Ante ello, el señor Casa Nina interpuso demanda de acción de amparo la que fue declarada infundada el 19 de abril de 2005 por el Primer Juzgado Especializado en lo Civil de Huamanga, Ayacucho. A continuación, la víctima interpuso recurso de apelación, el que no fue acogido por la Sala Especializada en lo Civil de la Corte Superior de Justicia de Ayacucho, mediante la Sentencia de 11 de julio de 2005. Finalmente, el señor Casa Nina promovió recurso de agravio constitucional ante el Tribunal Constitucional, cuya Sala Primera, mediante la Sentencia de 14 de noviembre de 2005, declaró infundada la demanda.

Por otro lado, cabe destacar, de la presente el fundamento (81)  de la Corte donde reitera que no le compete definir el mejor diseño institucional para garantizar la independencia y objetividad de las y los fiscales. Sin embargo, observa que los Estados están obligados a asegurar que las y los fiscales provisionales sean independientes y objetivos, por ello, deben otorgarles cierto tipo de estabilidad y permanencia en el cargo, en tanto la provisionalidad no equivale a la arbitraria o libre remoción. El Tribunal observa que la provisionalidad no debe significar alteración alguna del régimen de garantías para el buen desempeño de su función y la salvaguarda de los propios justiciables. En todo caso, la provisionalidad no debe extenderse indefinidamente en el tiempo y debe estar sujeta a una condición resolutoria, como sería la extinción de la causa que motivó la ausencia o separación temporal de la funcionaria o el funcionario titular, o el cumplimiento de un plazo predeterminado por la celebración y conclusión de un concurso público para proveer los reemplazos con carácter permanente. Los nombramientos provisionales deben constituir una situación de excepción y no la regla. Adicionalmente (infra párrs. 88 y 89) la decisión que dispone la finalización del nombramiento de las y los fiscales provisionales debe estar debidamente motivada, para garantizar los derechos al debido proceso y a la protección judicial.

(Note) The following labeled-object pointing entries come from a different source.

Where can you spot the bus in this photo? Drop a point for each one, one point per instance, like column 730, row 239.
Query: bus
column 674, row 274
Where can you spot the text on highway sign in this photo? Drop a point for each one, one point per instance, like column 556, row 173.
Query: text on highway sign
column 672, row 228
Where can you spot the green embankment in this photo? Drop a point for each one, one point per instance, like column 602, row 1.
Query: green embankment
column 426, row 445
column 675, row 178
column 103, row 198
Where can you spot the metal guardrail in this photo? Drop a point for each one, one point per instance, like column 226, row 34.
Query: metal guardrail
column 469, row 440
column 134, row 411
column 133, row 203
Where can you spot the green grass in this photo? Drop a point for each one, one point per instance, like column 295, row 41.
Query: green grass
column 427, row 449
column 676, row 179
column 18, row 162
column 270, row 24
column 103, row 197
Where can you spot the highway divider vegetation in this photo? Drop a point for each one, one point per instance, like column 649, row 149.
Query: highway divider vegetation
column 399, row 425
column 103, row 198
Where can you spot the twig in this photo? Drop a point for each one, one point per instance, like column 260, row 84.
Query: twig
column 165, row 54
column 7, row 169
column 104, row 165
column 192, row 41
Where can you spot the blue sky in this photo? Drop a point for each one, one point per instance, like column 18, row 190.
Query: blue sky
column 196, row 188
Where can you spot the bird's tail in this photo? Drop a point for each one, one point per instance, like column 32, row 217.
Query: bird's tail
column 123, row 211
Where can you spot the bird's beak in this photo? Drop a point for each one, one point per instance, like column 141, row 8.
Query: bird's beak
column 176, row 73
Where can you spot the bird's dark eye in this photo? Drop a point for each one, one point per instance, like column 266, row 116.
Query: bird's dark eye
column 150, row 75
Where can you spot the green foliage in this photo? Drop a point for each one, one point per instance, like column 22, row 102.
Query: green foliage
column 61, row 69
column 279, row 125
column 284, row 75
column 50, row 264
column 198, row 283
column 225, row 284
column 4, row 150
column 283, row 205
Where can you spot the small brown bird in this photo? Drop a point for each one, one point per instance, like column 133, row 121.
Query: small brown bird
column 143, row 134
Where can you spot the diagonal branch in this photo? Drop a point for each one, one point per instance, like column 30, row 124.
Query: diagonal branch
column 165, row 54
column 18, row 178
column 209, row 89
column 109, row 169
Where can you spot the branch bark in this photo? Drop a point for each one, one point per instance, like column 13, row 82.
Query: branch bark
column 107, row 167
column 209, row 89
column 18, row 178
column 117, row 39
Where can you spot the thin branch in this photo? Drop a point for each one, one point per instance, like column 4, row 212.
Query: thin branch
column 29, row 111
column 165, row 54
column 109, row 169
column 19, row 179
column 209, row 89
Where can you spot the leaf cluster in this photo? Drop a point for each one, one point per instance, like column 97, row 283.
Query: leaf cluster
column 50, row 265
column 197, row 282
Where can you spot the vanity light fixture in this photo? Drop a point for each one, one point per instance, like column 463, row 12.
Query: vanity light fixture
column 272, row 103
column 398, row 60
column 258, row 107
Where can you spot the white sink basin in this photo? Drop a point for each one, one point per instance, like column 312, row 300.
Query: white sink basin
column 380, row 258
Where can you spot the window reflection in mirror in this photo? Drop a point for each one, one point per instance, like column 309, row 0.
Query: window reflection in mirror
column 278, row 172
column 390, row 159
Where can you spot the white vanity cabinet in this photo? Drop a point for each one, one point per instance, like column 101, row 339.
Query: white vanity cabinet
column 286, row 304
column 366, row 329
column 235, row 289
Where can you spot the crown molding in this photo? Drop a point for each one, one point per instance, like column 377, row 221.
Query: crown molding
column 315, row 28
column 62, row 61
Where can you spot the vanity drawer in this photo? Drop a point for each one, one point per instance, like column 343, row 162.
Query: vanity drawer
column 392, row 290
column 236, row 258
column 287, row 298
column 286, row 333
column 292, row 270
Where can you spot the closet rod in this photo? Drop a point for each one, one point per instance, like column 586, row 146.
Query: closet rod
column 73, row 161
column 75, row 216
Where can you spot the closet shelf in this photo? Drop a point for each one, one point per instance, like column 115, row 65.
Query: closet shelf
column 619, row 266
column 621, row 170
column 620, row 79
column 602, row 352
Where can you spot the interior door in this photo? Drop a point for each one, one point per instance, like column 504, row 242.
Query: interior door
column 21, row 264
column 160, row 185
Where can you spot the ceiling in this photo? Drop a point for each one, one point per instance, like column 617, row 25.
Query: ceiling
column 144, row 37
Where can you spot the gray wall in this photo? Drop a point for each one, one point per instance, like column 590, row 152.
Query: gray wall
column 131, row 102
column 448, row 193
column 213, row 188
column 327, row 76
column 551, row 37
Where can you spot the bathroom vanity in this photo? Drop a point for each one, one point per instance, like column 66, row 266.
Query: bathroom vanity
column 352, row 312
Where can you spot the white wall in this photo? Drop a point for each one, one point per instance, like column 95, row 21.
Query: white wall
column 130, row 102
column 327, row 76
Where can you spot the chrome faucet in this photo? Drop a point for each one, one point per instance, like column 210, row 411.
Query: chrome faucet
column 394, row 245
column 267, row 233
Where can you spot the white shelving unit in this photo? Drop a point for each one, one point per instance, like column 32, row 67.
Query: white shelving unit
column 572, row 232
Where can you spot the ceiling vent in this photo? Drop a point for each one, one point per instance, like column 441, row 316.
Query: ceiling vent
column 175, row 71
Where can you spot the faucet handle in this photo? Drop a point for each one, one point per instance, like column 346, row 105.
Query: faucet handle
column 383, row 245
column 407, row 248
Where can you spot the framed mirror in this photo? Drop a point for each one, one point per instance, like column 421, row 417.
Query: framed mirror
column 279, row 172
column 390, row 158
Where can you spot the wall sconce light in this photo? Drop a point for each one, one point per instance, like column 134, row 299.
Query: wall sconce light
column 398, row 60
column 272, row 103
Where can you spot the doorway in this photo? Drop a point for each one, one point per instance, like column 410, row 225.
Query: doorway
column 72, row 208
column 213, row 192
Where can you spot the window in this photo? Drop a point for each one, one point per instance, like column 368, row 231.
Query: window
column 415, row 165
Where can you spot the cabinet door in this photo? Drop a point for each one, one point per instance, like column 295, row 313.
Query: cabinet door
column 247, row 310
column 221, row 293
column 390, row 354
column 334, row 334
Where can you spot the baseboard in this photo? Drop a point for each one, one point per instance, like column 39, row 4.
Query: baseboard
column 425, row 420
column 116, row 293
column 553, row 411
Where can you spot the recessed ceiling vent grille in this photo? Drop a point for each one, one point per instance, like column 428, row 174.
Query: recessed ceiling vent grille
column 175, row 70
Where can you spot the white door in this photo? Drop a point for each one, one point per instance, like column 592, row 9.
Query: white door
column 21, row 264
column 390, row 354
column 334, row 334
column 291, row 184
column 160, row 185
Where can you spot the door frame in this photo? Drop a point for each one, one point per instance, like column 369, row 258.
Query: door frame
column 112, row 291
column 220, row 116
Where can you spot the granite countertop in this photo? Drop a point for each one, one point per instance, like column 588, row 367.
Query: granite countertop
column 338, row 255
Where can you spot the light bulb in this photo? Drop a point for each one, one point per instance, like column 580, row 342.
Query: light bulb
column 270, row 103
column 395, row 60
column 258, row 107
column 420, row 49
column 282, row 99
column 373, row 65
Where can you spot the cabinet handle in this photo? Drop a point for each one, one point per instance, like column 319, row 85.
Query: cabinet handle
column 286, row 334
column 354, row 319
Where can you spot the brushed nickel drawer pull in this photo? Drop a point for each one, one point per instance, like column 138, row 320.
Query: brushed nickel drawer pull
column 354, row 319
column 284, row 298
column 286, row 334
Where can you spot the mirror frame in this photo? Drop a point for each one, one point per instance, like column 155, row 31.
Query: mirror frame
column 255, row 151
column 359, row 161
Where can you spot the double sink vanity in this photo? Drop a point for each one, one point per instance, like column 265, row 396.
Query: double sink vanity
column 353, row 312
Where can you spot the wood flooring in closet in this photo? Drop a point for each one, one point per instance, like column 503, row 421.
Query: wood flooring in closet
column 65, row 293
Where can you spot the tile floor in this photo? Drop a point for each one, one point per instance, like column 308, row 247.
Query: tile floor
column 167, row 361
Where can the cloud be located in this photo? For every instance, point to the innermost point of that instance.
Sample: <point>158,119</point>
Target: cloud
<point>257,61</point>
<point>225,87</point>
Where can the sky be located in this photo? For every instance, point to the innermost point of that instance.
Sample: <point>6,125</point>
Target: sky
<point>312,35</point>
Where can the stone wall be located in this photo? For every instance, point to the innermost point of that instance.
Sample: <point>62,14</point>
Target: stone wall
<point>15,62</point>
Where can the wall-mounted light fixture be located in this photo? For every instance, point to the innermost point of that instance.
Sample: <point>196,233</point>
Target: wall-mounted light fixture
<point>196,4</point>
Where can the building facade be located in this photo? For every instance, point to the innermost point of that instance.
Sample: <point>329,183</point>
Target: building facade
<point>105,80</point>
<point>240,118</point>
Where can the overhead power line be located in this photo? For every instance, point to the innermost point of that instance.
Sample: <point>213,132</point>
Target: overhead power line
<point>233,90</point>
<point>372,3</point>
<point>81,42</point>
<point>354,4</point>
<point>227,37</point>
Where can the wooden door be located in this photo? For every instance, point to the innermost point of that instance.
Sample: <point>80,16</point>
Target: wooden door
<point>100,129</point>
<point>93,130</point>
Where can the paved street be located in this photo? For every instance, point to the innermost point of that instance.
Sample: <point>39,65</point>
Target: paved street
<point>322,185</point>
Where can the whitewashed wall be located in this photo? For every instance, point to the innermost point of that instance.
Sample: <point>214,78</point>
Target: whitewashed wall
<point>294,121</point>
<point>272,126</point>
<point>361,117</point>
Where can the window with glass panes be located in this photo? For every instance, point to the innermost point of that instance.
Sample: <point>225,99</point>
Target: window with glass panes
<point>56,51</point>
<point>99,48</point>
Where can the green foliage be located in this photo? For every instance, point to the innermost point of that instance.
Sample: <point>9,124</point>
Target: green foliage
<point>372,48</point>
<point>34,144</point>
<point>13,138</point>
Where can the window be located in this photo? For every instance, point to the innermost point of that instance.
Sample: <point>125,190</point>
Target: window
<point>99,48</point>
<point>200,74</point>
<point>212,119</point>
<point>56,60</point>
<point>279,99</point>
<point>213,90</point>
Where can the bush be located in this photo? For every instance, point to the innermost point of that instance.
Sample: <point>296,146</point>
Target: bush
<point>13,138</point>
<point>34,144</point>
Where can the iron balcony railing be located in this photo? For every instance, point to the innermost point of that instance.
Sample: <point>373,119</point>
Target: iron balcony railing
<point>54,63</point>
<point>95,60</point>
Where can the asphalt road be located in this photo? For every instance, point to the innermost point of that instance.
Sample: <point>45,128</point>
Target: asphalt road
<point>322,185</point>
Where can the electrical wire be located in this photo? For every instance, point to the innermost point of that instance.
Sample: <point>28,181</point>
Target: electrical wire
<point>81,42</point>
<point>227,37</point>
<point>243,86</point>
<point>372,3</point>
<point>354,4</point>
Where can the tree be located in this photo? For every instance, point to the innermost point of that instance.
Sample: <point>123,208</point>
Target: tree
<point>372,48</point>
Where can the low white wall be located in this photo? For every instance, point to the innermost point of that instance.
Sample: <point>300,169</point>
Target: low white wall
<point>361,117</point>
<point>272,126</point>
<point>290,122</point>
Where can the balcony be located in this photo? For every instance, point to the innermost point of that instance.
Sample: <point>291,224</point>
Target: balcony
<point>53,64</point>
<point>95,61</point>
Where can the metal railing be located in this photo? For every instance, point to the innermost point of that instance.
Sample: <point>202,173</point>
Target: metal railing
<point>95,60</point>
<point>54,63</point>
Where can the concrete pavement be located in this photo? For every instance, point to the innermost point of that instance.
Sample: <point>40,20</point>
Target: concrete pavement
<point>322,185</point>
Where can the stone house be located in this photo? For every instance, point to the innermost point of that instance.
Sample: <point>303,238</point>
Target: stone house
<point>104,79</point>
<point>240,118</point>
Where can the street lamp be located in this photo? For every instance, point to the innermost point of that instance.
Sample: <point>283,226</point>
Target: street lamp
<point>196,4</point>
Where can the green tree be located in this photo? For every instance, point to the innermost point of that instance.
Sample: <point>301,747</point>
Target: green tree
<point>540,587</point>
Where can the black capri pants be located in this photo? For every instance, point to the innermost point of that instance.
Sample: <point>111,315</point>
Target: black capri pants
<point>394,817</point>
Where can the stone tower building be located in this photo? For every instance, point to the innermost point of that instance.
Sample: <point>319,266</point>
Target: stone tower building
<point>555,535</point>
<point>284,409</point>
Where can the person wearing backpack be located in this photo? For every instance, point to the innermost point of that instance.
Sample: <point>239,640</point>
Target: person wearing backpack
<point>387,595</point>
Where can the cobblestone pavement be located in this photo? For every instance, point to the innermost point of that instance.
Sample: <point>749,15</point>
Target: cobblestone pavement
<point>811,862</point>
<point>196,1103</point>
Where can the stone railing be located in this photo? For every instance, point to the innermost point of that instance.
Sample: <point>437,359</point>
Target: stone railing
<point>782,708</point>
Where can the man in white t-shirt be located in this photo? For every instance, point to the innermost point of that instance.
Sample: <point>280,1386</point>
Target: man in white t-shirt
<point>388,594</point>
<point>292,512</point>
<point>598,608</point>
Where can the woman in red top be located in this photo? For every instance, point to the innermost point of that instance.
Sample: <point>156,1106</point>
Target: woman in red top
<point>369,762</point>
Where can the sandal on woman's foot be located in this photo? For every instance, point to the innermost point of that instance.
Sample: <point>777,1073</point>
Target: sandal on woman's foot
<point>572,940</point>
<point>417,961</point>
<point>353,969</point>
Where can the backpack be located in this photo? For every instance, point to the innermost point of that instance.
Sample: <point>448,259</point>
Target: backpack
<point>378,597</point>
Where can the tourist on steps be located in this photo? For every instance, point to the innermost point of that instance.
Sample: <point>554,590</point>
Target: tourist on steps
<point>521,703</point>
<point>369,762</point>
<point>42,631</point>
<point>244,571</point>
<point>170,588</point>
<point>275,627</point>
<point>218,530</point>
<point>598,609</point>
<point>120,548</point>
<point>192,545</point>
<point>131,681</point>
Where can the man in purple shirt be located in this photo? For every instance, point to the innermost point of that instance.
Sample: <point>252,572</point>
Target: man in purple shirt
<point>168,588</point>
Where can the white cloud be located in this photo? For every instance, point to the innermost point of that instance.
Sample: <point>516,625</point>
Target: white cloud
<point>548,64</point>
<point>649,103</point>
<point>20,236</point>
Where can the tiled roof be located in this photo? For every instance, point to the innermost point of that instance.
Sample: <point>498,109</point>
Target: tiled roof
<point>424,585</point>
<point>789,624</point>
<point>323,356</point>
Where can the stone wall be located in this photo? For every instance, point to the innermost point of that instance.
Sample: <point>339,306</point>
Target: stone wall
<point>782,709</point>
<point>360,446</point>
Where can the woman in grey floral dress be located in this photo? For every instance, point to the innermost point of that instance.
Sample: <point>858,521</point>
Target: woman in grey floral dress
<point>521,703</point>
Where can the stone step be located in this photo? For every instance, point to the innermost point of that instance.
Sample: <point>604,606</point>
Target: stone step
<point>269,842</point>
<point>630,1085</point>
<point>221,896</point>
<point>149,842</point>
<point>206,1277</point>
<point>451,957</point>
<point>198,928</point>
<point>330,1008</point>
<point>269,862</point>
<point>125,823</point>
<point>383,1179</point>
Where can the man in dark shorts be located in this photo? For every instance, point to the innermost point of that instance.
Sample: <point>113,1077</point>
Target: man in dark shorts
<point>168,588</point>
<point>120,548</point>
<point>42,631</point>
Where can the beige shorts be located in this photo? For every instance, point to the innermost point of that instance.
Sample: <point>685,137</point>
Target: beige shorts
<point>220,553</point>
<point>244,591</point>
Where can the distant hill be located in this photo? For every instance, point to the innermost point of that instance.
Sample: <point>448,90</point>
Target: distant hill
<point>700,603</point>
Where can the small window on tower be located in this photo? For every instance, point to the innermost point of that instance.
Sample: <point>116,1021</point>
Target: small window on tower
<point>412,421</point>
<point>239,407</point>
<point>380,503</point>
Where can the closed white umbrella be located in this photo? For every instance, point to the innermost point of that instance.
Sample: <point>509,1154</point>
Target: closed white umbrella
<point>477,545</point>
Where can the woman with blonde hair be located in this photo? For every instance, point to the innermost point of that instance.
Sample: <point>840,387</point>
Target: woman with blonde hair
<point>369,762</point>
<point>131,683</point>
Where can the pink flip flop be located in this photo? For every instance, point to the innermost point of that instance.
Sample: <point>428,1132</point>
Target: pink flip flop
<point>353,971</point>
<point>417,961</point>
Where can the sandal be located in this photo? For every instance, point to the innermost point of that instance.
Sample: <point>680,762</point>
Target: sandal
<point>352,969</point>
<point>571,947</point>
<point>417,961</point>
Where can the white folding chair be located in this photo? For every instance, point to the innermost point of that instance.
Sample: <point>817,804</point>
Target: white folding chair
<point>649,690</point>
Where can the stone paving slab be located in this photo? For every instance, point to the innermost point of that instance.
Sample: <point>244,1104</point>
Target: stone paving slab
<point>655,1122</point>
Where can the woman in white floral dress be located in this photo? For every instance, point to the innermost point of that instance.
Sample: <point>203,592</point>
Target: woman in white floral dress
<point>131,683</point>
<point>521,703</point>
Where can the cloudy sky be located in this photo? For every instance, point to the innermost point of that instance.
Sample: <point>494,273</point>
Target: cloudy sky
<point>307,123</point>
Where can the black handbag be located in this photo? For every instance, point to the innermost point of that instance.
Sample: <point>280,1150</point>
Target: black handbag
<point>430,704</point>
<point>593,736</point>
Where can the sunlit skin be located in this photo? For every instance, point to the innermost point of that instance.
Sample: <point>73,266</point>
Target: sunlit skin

Finalmente la Corte concluye que la separación del cargo de una o un fiscal provisional debe responder a las causales legalmente previstas, sean estas (i) por el acaecimiento de la condición resolutoria a que se sujetó la designación o nombramiento,  como el cumplimiento de un plazo predeterminado por la celebración y conclusión de un concurso público a partir del cual se nombre o designe al reemplazante del o la fiscal provisional con carácter permanente, o (ii) por faltas disciplinarias graves o comprobada incompetencia, para lo cual habrá de seguirse un proceso que cumpla con las debidas garantías y que asegure la objetividad e imparcialidad de la decisión.